Again, Gabriel has a step on the coverage but Trubisky cannot make the connection, and a potential touchdown is taken off the scoreboard.

At this point you might expect that deep route from Gabriel, working from the right side to the left, would be taken out of the playbook. But again, if you want to instill confidence in your young quarterback you need to show him you still believe he can make these throws, and come back to the design later in the season.

In his Week 4 “breakout” performance against the Buccaneers, Trubisky got another chance to hit that deep route to Gabriel working from the right to the left. It came on a play early in the second quarter:

This is basically the same exact design as the miss against the Seahawks, but this time a, dare we say, more confident Trubisky puts the throw right on the money and the Bears have a huge gain on first down.

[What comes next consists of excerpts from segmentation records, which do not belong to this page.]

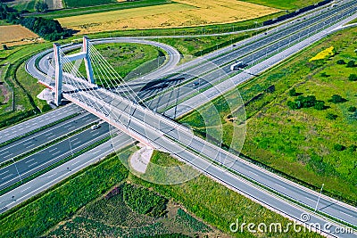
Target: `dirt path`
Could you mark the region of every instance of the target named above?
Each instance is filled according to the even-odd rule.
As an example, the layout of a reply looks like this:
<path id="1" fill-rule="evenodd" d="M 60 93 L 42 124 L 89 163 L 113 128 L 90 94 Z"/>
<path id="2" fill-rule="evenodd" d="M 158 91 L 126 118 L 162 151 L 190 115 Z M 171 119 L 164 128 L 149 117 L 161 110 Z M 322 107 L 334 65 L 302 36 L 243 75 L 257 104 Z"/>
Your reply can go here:
<path id="1" fill-rule="evenodd" d="M 2 70 L 0 70 L 0 78 L 1 78 L 1 74 L 2 74 Z M 7 102 L 9 102 L 10 100 L 10 92 L 9 90 L 6 88 L 6 86 L 4 86 L 4 83 L 3 81 L 0 80 L 0 94 L 1 94 L 1 97 L 4 101 L 0 102 L 0 103 L 6 103 Z"/>
<path id="2" fill-rule="evenodd" d="M 45 2 L 48 4 L 49 10 L 56 10 L 63 8 L 63 4 L 62 0 L 45 0 Z"/>

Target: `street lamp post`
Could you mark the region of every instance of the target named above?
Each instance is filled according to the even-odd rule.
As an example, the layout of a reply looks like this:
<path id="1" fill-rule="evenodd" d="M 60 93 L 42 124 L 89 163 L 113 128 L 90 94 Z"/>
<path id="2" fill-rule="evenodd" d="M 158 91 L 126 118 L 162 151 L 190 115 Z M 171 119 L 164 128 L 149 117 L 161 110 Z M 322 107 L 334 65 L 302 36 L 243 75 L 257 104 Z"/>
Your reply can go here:
<path id="1" fill-rule="evenodd" d="M 317 209 L 318 209 L 318 206 L 319 206 L 320 198 L 321 197 L 321 194 L 322 194 L 322 189 L 323 189 L 323 186 L 324 186 L 324 185 L 325 185 L 325 184 L 322 184 L 321 190 L 320 191 L 320 194 L 319 194 L 319 198 L 318 198 L 318 202 L 316 202 L 315 211 L 317 211 Z"/>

Confidence. When your coach believes in you to return to plays that you’ve missed before.

Missing on deep throws, such as these to Gabriel, was a theme of the Chicago offense early in the season. It was a theme that both the quarterback and coach were forced to address when dealing with the media. After the game against Seattle, Trubisky talked about missed opportunities downfield. "We’re doing a great job moving the ball well, but we definitely want more explosive plays," he said. "And that’s just me playing within the timing of this offense and getting it to the guys that are open.”

Nagy himself addressed the issue, speaking directly to the confidence component and how hitting on just one big play can boost morale. “It’s a confidence-builder — anytime you get that, it’s like shooting free throws. You make a couple of free throws, you’re going to make a couple more. You miss a couple of free throws, you’re going to miss a couple more. So that’s a confidence thing. Anytime you get a chance to hit somebody downfield for a shot, it definitely helps you.”

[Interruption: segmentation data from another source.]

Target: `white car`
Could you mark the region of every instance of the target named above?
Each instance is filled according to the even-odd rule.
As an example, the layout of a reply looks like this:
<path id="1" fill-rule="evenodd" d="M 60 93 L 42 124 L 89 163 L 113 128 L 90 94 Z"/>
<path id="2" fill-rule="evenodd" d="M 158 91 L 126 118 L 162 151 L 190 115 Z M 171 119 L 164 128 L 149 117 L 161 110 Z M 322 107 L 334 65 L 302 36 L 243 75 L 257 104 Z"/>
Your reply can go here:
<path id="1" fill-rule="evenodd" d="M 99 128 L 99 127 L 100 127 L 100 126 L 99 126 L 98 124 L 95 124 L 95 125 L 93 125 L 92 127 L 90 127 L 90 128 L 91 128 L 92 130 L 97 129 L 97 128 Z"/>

Those throws to Gabriel were not the only ones he missed in the vertical passing game. Against the Seahawks, the Bears failed to capitalize on great field position when Trubisky looked to hit Allen Robinson (#12) on a vertical route:

As we highlighted in the Week 2 piece on Trubisky, this play was another example of Trubisky missing throws when his feet are not properly settled. Something you can see clearly on this replay angle:

Again, another deep shot missed, this time to Robinson. But to boost your quarterback’s confidence, you keep those plays in the playbook and you keep calling them. As Nagy himself said, they’re confidence-builders. You hit a couple, you’re going to hit a couple more:

This throw to Robinson from the Arizona game is not the exact same design, as the receiver runs a quick out-and-up route, but it is a vertical shot to your best receiver a week after missing on a similar opportunity. Nagy himself was fired up about this throw, and with good reason.

In the end, this might be the biggest schematic impact of Nagy, and it goes beyond pure Xs and Os. His job as the head coach of the Chicago Bears is to get the most out of his players, starting with his young quarterback. To be sure, Nagy can come up with plays and designs to get players open for Trubisky, but beyond that Nagy needs to develop him, and it starts with boosting his confidence. Regardless of the plays that he designs and calls, returning to plays that Trubisky has missed on is a message to his quarterback: I still believe in you. Once you start hitting these, you’re gonna keep hitting them, and you’re gonna be better and better each week. That’s the best way to truly boost his confidence.

Or maybe you just tell him to wear an arm sleeve and, like Tin Cup putting his change in his left hand pocket, that little shift is all he needs to get his confidence where it needs to be.